We can see that the columns for X and Y coordinates have been replaced by one Geometry column, and that the values in this column are the familiar latitude and longitude numbers in common use. This sf object can now be piped directly into leaflet().

Creating the map

I’ll modify some of the default display options. Many of the arguments are listed in the docs accessed with ?leaflet().

sf %>%
  leaflet() %>%
  addProviderTiles(
    providers$Stamen.TonerLite) %>%
  setView(
    lng = -73.9062,
    lat = 40.7001,
    zoom = 11
    ) %>%
  addCircleMarkers(
    radius = 5,
    weight = 3,
    opacity = 1,
    color = "#5af",
    popup = ~paste(
      "<strong>Site</strong>: ",
      Site,
      "<BR>",
      "<strong>Description</strong>: ",
      `Sample Station (SS) - LOCATION DESCRIPTION`,
      "<BR>",
      "<strong>Coordinates</strong>: ",
      geometry
      )
    )

Now I want to confirm that the points corresponded with where the sampling stations are on the street. To do this, I picked four points from the corners of the distribution and one point from the center and visually confirmed their location on Google Maps Street View. I used the following points:

  • Van Zandt & 248th in Queens
  • Empire & Virginia in Far Rockaways
  • Main Street south of Hylan in Staten Island
  • Riverdale Avenue south of 261st in Riverdale
  • Humboldt south of Boerum in Brooklyn

All five points were mapped by Leaflet within spitball distance of where they appeared on Street View, so I expect that any errors in point placement are in the underlying data and were not caused by transforming the projection.
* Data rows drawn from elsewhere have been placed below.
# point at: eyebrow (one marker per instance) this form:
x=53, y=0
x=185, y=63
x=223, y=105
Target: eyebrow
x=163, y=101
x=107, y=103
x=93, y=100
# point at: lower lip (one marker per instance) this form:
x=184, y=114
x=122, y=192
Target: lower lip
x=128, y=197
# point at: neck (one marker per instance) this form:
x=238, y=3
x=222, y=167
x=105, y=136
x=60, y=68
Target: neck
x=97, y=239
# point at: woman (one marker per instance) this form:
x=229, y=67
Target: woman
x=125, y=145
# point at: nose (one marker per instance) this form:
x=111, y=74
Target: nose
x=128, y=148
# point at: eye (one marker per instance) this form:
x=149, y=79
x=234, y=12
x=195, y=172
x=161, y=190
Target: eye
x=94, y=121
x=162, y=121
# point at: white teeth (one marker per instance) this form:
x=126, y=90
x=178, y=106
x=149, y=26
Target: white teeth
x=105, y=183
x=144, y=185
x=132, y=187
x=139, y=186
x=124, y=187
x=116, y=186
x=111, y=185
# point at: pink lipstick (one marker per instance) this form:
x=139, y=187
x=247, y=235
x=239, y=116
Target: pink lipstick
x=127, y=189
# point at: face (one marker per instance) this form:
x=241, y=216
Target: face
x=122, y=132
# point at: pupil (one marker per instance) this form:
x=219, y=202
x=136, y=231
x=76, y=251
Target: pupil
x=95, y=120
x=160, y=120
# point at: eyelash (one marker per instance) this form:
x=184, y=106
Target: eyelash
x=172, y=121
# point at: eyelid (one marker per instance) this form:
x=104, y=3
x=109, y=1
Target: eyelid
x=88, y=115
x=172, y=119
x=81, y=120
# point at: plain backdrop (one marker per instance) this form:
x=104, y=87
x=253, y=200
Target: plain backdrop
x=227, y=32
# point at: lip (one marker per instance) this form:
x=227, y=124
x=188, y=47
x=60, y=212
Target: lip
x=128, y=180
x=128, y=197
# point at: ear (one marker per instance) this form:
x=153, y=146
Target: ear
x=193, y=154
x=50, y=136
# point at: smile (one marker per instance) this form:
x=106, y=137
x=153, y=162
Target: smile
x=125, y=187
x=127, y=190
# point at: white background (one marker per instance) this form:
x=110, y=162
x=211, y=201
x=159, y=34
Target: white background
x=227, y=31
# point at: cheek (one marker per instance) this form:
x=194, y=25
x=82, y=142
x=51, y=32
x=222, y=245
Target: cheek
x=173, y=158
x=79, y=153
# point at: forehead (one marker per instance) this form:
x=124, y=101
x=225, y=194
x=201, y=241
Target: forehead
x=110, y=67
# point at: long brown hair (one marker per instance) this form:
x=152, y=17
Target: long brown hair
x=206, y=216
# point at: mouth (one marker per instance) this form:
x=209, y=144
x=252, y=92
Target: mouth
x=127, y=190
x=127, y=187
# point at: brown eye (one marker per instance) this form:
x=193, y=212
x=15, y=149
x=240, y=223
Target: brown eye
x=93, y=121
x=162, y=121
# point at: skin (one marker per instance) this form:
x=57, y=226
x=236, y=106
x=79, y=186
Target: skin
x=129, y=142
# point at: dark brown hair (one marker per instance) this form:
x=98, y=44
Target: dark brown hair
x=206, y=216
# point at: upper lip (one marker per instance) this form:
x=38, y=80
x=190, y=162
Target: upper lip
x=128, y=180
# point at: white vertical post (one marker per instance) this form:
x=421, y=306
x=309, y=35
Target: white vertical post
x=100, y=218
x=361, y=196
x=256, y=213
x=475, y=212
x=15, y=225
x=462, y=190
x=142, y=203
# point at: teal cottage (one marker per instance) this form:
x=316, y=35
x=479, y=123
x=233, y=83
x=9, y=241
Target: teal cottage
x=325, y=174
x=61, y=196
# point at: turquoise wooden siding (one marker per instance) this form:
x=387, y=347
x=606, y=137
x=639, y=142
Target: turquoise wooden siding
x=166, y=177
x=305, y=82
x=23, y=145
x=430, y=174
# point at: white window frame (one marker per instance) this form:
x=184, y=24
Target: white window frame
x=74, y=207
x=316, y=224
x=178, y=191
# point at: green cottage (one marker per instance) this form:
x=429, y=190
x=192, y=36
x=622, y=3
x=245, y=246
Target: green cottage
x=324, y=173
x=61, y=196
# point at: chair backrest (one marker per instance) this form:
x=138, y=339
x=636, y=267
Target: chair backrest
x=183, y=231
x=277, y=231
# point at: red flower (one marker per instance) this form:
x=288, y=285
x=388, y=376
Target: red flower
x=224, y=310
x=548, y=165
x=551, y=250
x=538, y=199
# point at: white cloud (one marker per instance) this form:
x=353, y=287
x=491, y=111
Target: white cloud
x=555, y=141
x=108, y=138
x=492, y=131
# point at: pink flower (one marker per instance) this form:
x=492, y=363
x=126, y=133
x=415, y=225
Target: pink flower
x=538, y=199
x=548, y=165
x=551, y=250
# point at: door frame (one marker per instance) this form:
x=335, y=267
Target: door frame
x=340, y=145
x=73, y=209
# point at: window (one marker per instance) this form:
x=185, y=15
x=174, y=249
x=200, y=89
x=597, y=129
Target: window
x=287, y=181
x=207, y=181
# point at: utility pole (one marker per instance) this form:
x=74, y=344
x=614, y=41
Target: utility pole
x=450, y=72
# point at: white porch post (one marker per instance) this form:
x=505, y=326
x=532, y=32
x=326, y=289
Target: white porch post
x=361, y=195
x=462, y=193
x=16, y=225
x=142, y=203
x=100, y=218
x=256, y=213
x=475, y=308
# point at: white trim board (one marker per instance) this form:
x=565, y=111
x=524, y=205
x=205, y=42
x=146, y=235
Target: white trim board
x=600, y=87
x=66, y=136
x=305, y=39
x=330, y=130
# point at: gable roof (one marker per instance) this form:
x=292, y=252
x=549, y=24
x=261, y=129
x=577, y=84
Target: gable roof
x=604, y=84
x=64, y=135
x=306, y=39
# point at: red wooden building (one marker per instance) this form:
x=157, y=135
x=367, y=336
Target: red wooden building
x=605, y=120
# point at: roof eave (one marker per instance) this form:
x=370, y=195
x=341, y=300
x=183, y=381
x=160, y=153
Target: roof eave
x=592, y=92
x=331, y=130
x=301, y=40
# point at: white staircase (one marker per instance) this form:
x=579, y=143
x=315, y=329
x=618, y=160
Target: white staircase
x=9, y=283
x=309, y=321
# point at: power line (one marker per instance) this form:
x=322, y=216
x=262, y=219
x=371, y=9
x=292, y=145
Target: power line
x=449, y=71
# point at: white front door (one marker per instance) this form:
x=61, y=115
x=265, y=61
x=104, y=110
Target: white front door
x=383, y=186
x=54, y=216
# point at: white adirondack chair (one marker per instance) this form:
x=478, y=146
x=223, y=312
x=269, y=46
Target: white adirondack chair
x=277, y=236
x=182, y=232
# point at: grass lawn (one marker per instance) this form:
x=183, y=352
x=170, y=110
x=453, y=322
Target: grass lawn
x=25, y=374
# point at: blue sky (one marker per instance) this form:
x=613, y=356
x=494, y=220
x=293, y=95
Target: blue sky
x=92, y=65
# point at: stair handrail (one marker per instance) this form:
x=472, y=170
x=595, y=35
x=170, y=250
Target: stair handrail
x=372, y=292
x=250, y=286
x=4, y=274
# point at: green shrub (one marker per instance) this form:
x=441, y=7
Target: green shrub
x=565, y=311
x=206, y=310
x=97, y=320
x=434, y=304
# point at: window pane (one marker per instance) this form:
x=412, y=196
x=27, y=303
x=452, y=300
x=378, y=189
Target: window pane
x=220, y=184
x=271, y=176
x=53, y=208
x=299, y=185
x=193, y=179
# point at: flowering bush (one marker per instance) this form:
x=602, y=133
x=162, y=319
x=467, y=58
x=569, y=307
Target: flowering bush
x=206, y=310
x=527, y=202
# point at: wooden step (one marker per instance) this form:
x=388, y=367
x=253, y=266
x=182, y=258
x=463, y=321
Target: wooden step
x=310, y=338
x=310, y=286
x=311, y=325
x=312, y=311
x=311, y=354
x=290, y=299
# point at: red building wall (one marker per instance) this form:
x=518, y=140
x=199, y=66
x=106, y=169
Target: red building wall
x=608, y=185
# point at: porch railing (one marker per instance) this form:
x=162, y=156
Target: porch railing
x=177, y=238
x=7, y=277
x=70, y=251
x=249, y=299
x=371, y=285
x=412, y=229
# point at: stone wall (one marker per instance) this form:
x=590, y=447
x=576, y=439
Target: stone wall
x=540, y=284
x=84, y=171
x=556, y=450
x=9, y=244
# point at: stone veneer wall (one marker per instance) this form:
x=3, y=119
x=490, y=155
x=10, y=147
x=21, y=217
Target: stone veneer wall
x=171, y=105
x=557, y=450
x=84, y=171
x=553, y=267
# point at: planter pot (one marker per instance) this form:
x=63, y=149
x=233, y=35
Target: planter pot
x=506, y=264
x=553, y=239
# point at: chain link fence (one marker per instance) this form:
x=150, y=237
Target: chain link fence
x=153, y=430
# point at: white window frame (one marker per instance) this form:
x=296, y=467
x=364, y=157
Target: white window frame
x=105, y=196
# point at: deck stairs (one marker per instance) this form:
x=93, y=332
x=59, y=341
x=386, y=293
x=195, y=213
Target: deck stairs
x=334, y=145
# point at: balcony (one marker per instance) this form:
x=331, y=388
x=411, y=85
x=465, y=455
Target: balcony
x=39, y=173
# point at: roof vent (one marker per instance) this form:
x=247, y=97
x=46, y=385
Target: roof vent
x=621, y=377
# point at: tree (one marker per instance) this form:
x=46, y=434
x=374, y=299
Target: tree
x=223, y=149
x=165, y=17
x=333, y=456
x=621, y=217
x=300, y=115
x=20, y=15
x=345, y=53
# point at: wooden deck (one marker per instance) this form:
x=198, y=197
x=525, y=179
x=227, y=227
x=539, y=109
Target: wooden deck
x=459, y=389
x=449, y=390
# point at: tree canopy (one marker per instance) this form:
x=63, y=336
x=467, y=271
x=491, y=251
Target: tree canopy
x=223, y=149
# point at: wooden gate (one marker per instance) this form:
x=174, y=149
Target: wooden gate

What about our duplicate point? Both points are displayed on the southwest corner of Park and 95th. Many sampling sites have two stations, and I believe that one of these is an auxiliary in case there is a problem with the first station. Looking at Street View, I saw many of these second sites but none of them were listed in the data as secondary points.

This makes me more confident that one of the duplicates in in fact an error. In an enterprise setting, I would reach out to the data maintainers and get the data fixed or at least confirm which point to exclude. Since I cannot be sure which point is the duplicate and since it has no impact on the work here, I’ll leave it alone.

Conclusion

It was easier to work with libraries ported to the R environment with the htmlwidgets framework than I expected. One of the challenges with working in the modern tech landscape is the huge number of technologies that are in use, and it makes life easier when work is done under the hood. This frees up effort for more substantive work.

At some point I will probably learn more JavaScript, but it’s great that learning it is optional rather than being critical before I can present any work. I like to put effort into the presentation of visualizations, but there is a great deal of benefit in having sane defaults and templates to build from, even at the cost of greater control and flexbility.

I wasn’t expecting to take a deep dive into GIS, but I’m not too surprised that it happened either. Tech topics have a way of taking learners on unplanned side quests. I had never felt a great deal of interest in geospatial work before, but now that I’ve seen a bit about how it is done I find it more appealing.

A huge amount of recent high-impact environmental research is geospatial in nature, so understanding and enjoying the workflow is fortunate for me. Next, I want to look at some of the libraries for non-spatial visualizations. I want to do more work with ggplot2, so plotly and ggiraph are logical next steps.